Thomas attrape son sac à dos posé près du canapé.

— Chez Maxime. Il m’a proposé de m’héberger quelques jours. Je te laisse l’appart pour l’instant.

Je reste figée. Maxime… son meilleur ami depuis l’école secondaire à Jambes. Celui qui n’a jamais vraiment cru en notre couple.

— Tu ne veux même pas essayer ? On pourrait… parler ? Aller voir quelqu’un ?

Il secoue la tête.

— Non. C’est fini pour moi.

Il claque la porte derrière lui. Le silence retombe sur l’appartement comme une chape de plomb.

Je m’effondre sur le canapé, incapable de pleurer. Je repense à tous ces moments où j’aurais dû voir les signes : ses silences pendant les préparatifs du mariage, ses absences prolongées au boulot — il disait qu’il devait rester tard à la SNCB pour boucler des dossiers urgents. Et puis cette dispute stupide le soir du mariage : il voulait rentrer tôt, moi je voulais danser encore avec mes cousines.

Le lendemain matin, il était déjà distant.

Je prends mon téléphone et j’appelle Julie.

— Allô ?

Sa voix est joyeuse, insouciante. Je n’arrive pas à parler tout de suite.

— Aurélie ? Ça va ?

Je craque :

— Il est parti… Il veut divorcer…

Un silence choqué au bout du fil.

— Mais… vous venez juste de vous marier !
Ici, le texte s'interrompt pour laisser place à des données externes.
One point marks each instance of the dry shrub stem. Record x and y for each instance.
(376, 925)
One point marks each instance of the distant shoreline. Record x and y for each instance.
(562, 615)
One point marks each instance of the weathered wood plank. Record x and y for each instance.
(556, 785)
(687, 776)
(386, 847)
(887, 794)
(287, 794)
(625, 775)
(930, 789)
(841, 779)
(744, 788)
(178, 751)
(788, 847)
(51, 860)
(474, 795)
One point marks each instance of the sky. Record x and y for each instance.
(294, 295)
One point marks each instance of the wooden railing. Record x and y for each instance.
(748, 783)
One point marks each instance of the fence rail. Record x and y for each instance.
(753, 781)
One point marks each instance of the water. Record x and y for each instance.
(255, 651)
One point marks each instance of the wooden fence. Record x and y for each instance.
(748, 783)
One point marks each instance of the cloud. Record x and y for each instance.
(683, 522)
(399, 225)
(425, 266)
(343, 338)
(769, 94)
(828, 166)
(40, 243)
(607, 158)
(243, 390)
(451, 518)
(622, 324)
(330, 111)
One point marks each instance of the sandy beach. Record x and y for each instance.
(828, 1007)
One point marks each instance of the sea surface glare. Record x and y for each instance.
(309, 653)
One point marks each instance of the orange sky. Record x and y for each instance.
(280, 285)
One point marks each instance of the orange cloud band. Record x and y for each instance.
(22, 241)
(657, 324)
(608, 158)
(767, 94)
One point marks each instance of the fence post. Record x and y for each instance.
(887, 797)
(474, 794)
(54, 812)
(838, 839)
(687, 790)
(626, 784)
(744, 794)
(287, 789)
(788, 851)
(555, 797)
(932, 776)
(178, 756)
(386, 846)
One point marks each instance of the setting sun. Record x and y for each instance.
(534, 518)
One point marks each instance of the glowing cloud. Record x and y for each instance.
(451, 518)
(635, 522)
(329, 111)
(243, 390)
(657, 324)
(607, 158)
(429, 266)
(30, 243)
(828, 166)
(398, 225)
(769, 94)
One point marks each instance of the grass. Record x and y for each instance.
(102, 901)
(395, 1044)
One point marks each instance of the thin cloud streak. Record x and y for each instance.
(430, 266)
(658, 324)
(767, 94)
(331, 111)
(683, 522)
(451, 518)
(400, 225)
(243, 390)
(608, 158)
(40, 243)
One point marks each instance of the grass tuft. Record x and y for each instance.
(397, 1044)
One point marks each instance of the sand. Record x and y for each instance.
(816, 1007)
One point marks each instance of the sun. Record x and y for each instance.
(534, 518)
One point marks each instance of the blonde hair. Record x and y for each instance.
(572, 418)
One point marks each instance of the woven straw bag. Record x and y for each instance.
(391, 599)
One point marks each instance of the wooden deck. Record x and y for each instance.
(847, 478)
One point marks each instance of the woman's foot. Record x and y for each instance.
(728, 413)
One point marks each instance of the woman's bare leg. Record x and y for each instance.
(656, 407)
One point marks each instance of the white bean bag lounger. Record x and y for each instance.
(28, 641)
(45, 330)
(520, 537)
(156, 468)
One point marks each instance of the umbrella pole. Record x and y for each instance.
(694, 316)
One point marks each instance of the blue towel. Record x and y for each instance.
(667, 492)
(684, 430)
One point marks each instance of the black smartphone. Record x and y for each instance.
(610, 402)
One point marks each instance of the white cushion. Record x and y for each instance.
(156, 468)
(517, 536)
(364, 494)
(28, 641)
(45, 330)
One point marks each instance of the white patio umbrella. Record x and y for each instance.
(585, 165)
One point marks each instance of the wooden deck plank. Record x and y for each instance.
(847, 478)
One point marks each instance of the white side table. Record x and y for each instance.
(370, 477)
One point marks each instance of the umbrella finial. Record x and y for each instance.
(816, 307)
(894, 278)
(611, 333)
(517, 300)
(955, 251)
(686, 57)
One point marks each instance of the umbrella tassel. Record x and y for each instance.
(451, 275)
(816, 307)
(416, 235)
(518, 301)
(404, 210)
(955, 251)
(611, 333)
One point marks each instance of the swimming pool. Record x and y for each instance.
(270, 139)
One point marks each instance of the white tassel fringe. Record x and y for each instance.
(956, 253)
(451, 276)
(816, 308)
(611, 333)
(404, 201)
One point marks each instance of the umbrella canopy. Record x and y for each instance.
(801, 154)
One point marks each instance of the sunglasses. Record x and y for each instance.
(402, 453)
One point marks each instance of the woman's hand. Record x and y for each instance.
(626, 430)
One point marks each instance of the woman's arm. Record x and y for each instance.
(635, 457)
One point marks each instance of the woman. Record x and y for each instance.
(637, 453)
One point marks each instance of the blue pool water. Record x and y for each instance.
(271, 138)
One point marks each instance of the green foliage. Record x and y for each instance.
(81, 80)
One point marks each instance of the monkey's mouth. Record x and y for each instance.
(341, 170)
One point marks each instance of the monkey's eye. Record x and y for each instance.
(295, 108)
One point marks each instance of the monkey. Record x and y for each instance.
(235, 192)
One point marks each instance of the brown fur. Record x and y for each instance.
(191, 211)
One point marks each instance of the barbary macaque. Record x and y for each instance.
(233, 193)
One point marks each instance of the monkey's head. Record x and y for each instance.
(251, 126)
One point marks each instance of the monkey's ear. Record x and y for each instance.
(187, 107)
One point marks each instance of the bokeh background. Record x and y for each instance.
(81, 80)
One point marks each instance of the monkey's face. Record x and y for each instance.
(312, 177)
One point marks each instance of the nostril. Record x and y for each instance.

Je sens la honte me submerger. Que vont dire les voisins ? Les collègues du CPAS où je travaille ? Mes parents ?

Julie essaie de me rassurer :

— Viens à la maison ce soir. On va en parler calmement.

Mais je n’ai pas envie de parler. Je veux juste comprendre.

Les jours suivants sont un cauchemar éveillé. Ma mère débarque sans prévenir avec un tupperware de boulets sauce lapin et des questions plein les yeux.

— Qu’est-ce que tu as fait ?

Je sens le reproche dans sa voix. Comme si tout était ma faute.

— Rien… Il dit qu’on a fait une erreur…

Elle soupire bruyamment.

— Tu aurais dû attendre avant de te marier ! Je t’avais prévenue…

Je n’en peux plus d’entendre ces phrases toutes faites : « Le mariage c’est du sérieux », « Il faut faire des efforts », « En Belgique on ne divorce pas comme ça ». Mais personne ne comprend ce que je ressens : cette trahison brutale, ce vide immense.

Je retourne au travail au CPAS de Namur comme un automate. Mes collègues me regardent avec pitié ou curiosité mal dissimulée.

— Alors, comment va la jeune mariée ?

Je souris faiblement et je file aux toilettes pour pleurer en cachette.

Un soir, alors que je range les affaires de Thomas dans un carton — ses BD de Spirou et ses écharpes du Standard — je trouve une lettre pliée dans sa veste. Mon cœur s’accélère. Peut-être une explication ? Un mot d’adieu ?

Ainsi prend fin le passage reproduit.